Each subject was presented with 8 utterances, and was asked to write down what she heard. They heard 2 utterances (one "time" and one "words") from each of the 4 voice types. The order of the voice types was changed for each subject (24 orders in all).
The system ran on a Linux machine using an inexpensive LineJack telephony card. A custom-written program was used to run the experiment.
The natural utterances were spoken by a graduate student who has experience in delivering prompts for telephone systems, and therefore can consistently deliver different utterances in the same style. The synthetic utterances were produced by the Festival Speech Synthesis System [1], using the us1_mbrola voice, considered by many to be a good high-quality diphone voice. Although we are aware of other synthetic voices which may have better understandability and/or naturalness, at this stage we were not concerned with measuring the quality of different synthesized voices, so we selected a typical example of easily achievable synthesis quality which is also publicly available.
The experiment was set up so that when a call was initiated, a two-key index was requested to select in which order the voices would be presented. The experimenter normally did this for the subject so as to avoid lengthy explanations of the experimental setup. Once the order was selected a single key press allowed the user to hear the first and following utterances.

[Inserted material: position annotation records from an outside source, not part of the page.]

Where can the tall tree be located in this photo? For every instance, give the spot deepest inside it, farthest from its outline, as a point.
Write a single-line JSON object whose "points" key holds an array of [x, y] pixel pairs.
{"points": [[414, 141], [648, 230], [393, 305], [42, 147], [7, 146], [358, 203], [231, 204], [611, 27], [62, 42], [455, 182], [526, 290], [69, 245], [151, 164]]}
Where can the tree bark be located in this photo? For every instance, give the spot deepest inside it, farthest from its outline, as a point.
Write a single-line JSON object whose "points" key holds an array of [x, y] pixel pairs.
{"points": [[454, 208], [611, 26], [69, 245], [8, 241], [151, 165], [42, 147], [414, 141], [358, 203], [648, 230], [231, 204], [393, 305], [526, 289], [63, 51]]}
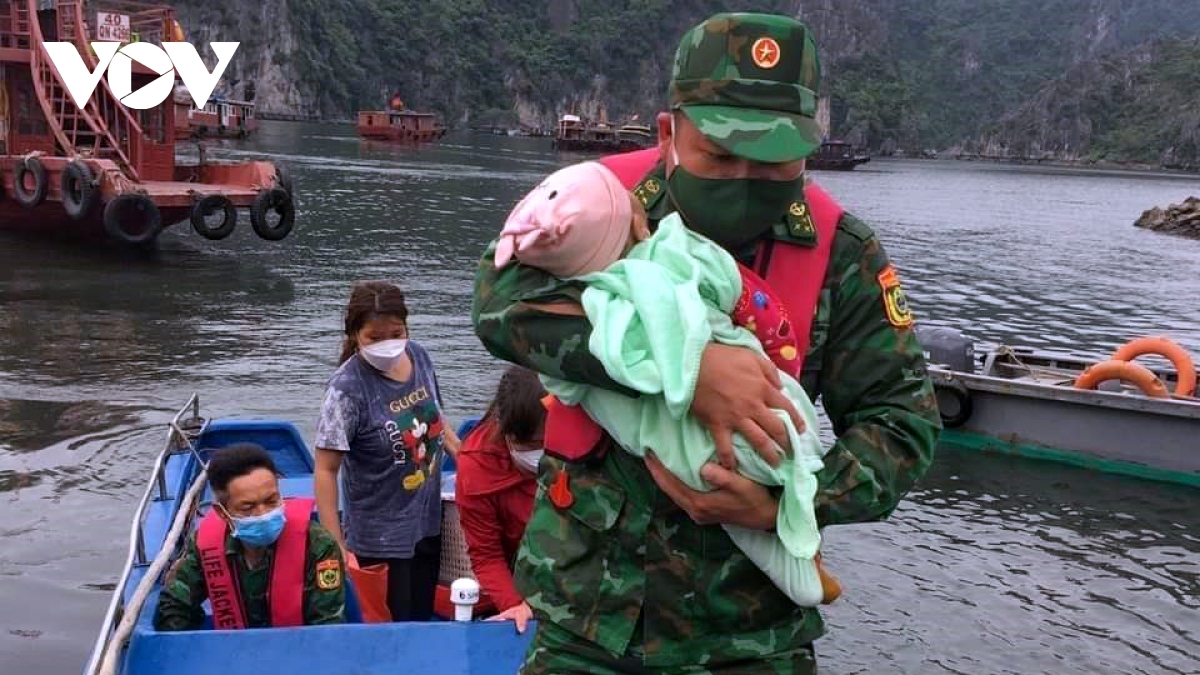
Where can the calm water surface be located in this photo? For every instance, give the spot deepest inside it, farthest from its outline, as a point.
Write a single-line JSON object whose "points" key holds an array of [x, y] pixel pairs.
{"points": [[991, 566]]}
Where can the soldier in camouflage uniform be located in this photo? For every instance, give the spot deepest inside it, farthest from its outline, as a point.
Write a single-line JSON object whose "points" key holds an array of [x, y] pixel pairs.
{"points": [[624, 579], [184, 590]]}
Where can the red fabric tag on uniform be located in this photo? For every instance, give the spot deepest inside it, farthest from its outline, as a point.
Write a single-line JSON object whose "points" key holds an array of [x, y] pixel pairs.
{"points": [[561, 491]]}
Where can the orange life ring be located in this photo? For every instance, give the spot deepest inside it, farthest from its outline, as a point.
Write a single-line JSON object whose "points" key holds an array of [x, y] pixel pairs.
{"points": [[1185, 366], [1126, 371]]}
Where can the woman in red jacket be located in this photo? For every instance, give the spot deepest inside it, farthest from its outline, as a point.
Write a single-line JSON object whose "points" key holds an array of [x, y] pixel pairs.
{"points": [[496, 484]]}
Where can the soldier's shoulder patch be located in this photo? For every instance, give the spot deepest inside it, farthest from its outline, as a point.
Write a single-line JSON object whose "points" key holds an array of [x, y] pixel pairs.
{"points": [[329, 574], [799, 222], [648, 192], [895, 304]]}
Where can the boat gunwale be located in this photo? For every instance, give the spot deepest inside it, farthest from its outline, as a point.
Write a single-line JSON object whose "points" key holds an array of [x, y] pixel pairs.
{"points": [[157, 483], [1043, 390]]}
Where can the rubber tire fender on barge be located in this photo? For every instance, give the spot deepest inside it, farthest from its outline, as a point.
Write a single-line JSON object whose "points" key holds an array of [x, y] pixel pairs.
{"points": [[209, 205], [273, 199], [78, 187], [29, 198], [118, 211]]}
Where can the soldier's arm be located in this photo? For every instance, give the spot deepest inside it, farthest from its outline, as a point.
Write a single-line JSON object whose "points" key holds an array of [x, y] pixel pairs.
{"points": [[183, 591], [324, 585], [875, 389], [526, 316]]}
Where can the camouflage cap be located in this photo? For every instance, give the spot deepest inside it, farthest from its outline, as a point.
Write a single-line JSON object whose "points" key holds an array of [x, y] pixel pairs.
{"points": [[749, 82]]}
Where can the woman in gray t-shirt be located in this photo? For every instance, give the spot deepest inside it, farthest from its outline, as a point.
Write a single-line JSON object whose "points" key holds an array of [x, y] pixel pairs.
{"points": [[382, 425]]}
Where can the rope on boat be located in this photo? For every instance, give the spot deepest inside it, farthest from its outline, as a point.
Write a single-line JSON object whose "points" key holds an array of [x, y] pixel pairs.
{"points": [[133, 609]]}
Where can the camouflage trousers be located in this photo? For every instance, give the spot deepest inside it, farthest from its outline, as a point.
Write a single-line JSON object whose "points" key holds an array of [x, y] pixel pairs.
{"points": [[555, 651]]}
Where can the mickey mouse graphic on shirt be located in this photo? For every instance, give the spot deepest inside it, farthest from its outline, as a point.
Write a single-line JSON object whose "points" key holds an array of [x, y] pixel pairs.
{"points": [[415, 436]]}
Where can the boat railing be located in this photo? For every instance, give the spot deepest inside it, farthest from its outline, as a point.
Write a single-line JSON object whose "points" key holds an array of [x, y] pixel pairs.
{"points": [[180, 438]]}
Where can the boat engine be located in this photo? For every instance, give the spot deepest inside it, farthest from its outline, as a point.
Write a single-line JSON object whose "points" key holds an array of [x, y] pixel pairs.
{"points": [[948, 347]]}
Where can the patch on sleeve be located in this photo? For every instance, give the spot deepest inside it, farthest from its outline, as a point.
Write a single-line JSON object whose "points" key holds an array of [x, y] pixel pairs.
{"points": [[895, 304], [329, 574]]}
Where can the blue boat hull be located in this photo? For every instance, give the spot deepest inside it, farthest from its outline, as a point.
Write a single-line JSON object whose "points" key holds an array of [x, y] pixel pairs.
{"points": [[444, 647]]}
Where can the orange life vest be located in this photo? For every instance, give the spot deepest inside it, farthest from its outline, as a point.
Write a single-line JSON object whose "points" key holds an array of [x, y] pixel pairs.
{"points": [[286, 589], [795, 273]]}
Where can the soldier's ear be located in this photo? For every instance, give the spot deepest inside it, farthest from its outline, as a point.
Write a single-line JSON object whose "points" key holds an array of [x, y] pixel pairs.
{"points": [[220, 507]]}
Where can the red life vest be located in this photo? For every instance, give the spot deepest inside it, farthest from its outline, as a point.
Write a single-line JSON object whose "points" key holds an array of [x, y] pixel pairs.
{"points": [[795, 273], [286, 589]]}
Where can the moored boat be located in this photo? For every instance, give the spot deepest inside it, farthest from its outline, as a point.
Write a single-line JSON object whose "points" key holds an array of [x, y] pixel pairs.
{"points": [[220, 118], [173, 505], [634, 137], [1115, 416], [837, 155], [400, 124], [107, 168]]}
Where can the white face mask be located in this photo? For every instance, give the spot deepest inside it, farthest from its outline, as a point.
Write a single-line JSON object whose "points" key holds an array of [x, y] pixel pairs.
{"points": [[527, 460], [384, 356]]}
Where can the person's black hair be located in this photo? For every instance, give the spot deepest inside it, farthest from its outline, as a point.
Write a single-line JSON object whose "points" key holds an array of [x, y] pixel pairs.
{"points": [[517, 405], [237, 460]]}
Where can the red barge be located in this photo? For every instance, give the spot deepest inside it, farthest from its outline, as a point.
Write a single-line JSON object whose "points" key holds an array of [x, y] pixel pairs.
{"points": [[107, 168]]}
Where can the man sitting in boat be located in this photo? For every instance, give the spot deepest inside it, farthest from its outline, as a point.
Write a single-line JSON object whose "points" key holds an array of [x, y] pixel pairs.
{"points": [[257, 557]]}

In this test we did not allow the user to hear the utterance more than once. The possibility of being distracted from hearing an item by such sources as asking questions, abrupt noises, and other background noises was thus kept to a minimum. Users had no problem learning this method; we only eliminated one of 536 responses due to distraction. Even when the user had a telephone where the keypad was in the handset, the system response time after the user pushed a key was long enough that the subjects did not miss any part of the utterances.
The subjects were given a sheet on which they were to fill out their initials, age, whether they had hearing problems, and they signed a release statement. On the bottom half of the sheet were the 8 response lines, preceded by the instructions. The subjects were asked to read the instructions and the instructions were also read out loud to them by the experimenter (eight utterances, asking them to write something down each time, press a key other than pound sign to go on). The font on the sheet was at least 16 points in every part.